Does the description disclose side effects, auth requirements, rate limits, or destructive behavior?

No annotations are provided, so the description carries the full burden. It discloses key behavioral traits: it processes natural language queries, searches documentation, reasons about relevance, and returns markdown chunks. However, it lacks details on limitations (e.g., search scope, accuracy, rate limits) or output specifics (e.g., format details, error handling). For a tool with no annotations, this is adequate but not comprehensive.

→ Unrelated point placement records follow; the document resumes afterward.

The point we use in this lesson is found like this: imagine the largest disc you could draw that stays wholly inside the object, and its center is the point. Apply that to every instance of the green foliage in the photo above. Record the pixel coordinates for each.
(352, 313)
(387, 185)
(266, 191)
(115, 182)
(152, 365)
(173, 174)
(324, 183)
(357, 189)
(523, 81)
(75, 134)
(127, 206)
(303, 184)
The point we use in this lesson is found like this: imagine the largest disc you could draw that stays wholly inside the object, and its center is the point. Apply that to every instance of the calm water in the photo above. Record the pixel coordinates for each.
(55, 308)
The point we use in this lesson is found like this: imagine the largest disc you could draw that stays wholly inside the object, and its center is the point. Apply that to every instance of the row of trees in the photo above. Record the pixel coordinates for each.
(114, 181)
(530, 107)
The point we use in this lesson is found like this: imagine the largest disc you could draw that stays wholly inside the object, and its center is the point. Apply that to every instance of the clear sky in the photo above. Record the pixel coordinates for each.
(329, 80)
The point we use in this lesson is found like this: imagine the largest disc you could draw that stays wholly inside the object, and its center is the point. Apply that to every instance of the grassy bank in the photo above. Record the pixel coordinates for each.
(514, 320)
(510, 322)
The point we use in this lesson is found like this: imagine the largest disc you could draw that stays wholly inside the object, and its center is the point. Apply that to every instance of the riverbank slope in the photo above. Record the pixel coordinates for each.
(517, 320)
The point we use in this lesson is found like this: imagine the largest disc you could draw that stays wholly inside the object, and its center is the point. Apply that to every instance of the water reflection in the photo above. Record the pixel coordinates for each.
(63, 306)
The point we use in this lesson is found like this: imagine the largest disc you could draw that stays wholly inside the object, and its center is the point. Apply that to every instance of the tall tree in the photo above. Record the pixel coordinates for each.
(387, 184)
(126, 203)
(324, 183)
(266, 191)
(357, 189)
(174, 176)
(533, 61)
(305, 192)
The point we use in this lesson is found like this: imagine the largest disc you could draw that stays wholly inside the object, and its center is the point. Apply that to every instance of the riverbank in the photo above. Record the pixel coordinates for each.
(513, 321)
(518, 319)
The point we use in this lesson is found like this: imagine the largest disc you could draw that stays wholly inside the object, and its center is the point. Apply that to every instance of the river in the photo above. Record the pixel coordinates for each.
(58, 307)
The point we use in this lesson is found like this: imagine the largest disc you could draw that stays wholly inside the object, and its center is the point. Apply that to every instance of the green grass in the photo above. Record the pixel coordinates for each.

Agents need to know what a tool does to the world before calling it. Descriptions should go beyond structured annotations to explain consequences.

Conciseness4/5

Is the description appropriately sized, front-loaded, and free of redundancy?

The description is appropriately sized and front-loaded with a clear purpose statement. Sections like 'What this does' and 'Perfect for' are well-structured, but some elements (e.g., emojis, bullet points) add minor visual clutter without essential information. Overall, it's efficient with minimal waste, though it could be slightly more streamlined.

Shorter descriptions cost fewer tokens and are easier for agents to parse. Every sentence should earn its place.

Completeness4/5

Given the tool's complexity, does the description cover enough for an agent to succeed on first attempt?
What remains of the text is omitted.